Turning to other statutory requirements, we further find that the purchases of fuel were shipped under a bill of lading and that they were shipped to a point outside the state. However, the parties have not met the last requirement, that the property be "actually transported" to an out-of-state destination "for use by the carrier in the conduct of its business as a common carrier." The fuel here was placed directly in use by Delta in this state for the operation of its aircraft. It was not cargo or freight being shipped for out-of-state use. Rather, the aircraft fuel was already in use before it reached the out-of-state destination. Thus, the last requirement of the statutory exemption was not met. Delta and Epsilon are not entitled to the statutory sales tax exemption due to the fact that they have not fully complied with all requirements of KRS 139.470(5).

In reading this conclusion, we note that exemptions from taxation are generally disfavored and all doubts are resolved against an exemption. Delta Air Lines, Inc. v. Commonwealth, Revenue Cabinet, Ky., 689 S.W.2d 14 (1985). The law favors equality, uniformity and impartiality in taxation. 3 Sutherland, Statutory Construction, § 66.09, at 207 (4th ed., 1974). Kentucky has followed this principle in Kentucky, Department of Revenue v. Bomar, Ky., 486 S.W.2d 532 (1972).

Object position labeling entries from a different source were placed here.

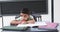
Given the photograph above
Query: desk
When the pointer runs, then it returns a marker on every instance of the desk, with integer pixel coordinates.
(33, 30)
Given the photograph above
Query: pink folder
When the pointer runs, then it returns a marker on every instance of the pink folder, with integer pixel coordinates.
(49, 25)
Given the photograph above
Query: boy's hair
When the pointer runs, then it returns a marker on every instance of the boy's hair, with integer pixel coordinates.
(25, 11)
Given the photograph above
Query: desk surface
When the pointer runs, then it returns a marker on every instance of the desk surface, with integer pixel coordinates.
(33, 30)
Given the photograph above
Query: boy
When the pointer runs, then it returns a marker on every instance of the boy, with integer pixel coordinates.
(25, 18)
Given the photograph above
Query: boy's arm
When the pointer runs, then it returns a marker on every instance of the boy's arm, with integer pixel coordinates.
(32, 21)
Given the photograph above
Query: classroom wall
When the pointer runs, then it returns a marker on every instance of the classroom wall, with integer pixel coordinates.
(57, 11)
(45, 17)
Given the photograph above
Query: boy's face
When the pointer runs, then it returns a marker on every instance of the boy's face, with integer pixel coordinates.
(25, 16)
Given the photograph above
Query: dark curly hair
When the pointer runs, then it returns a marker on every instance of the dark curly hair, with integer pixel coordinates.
(25, 11)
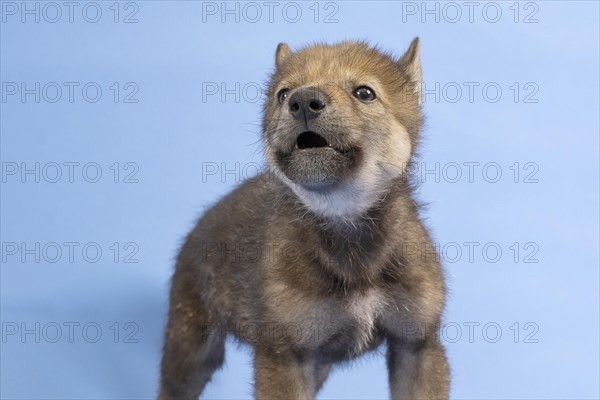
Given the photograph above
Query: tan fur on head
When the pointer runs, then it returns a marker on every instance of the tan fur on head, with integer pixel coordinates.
(386, 131)
(282, 53)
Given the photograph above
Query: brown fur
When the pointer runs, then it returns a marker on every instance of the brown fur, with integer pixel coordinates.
(311, 266)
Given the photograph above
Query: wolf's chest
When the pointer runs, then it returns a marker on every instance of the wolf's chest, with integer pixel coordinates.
(336, 327)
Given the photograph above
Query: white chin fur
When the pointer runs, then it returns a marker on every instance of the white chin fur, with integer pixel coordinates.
(362, 191)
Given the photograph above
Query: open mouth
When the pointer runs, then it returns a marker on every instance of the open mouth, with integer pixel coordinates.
(311, 140)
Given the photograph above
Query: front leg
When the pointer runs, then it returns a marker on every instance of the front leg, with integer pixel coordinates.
(418, 370)
(283, 376)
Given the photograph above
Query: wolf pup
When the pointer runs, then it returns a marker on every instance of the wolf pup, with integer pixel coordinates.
(313, 263)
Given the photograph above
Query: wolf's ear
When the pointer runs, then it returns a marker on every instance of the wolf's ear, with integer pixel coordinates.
(411, 64)
(282, 54)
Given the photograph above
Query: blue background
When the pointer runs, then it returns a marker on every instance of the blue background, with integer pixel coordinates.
(176, 128)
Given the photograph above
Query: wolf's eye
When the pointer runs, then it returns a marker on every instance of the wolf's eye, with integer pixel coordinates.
(364, 93)
(282, 95)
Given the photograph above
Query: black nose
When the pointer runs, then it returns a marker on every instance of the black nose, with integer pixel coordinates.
(307, 102)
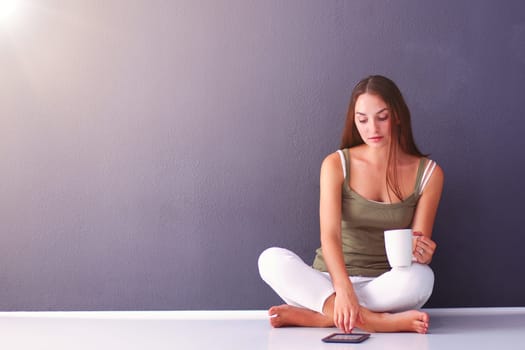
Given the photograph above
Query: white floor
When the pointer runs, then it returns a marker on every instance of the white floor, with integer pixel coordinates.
(487, 328)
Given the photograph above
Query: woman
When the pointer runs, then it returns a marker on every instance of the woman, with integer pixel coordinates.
(378, 180)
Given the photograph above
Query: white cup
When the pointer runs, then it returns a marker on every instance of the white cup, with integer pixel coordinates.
(398, 244)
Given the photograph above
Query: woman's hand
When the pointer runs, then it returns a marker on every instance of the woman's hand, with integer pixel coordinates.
(424, 248)
(346, 309)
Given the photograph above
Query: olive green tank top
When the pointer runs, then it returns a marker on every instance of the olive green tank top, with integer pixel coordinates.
(363, 224)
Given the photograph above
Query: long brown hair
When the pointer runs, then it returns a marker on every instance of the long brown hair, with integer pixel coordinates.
(401, 126)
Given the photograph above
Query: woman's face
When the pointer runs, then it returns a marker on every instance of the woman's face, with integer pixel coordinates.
(373, 120)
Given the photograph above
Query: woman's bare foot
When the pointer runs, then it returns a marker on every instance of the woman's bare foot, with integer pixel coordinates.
(290, 316)
(408, 321)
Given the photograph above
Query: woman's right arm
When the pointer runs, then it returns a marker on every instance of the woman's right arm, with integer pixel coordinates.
(346, 305)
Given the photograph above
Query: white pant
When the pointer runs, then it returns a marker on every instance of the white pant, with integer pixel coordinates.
(300, 285)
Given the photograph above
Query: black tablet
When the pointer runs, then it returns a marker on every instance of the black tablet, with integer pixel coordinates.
(346, 338)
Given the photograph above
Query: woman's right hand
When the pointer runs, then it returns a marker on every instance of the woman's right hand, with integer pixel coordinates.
(346, 309)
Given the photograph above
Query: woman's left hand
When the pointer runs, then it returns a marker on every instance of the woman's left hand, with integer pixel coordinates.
(424, 248)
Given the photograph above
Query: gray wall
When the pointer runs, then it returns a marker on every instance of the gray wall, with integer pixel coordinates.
(150, 150)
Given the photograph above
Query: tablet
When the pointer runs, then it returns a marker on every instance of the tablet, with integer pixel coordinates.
(346, 338)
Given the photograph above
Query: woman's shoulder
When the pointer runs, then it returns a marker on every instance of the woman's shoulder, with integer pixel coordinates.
(332, 164)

Lastly, appellant attempts to persuade us to follow and apply California case law and administrative regulations in interpreting our sales tax exemption statute, since our statute was, in part, patterned after California law. Thus, it asserts that Kentucky should adopt the construction and application that California has placed on its exemption statute.

In construing a statute, text book authority and cases from other jurisdictions, although informational and persuasive, are not decisive. Collins v. Kentucky Tax Commission, Ky., 261 S.W.2d 303 (1953). Although our legislature may adopt a statute which is identical or very similar to one in another state, we are not necessarily required to adopt the construction and application placed on the statute in the foreign jurisdiction. We decline to *942 adopt the construction placed on the California exemption statute by its court in reaching a decision herein.

The judgment of Franklin Circuit Court is affirmed.

HOWERTON, J., concurs.

CLAYTON, J., dissents.

CLAYTON, Judge, dissenting:

I respectfully dissent and would reverse the judgment of the Franklin Circuit Court based on the reasoning of the Kentucky Board of Tax Appeals found in its findings of fact, conclusions of law and order.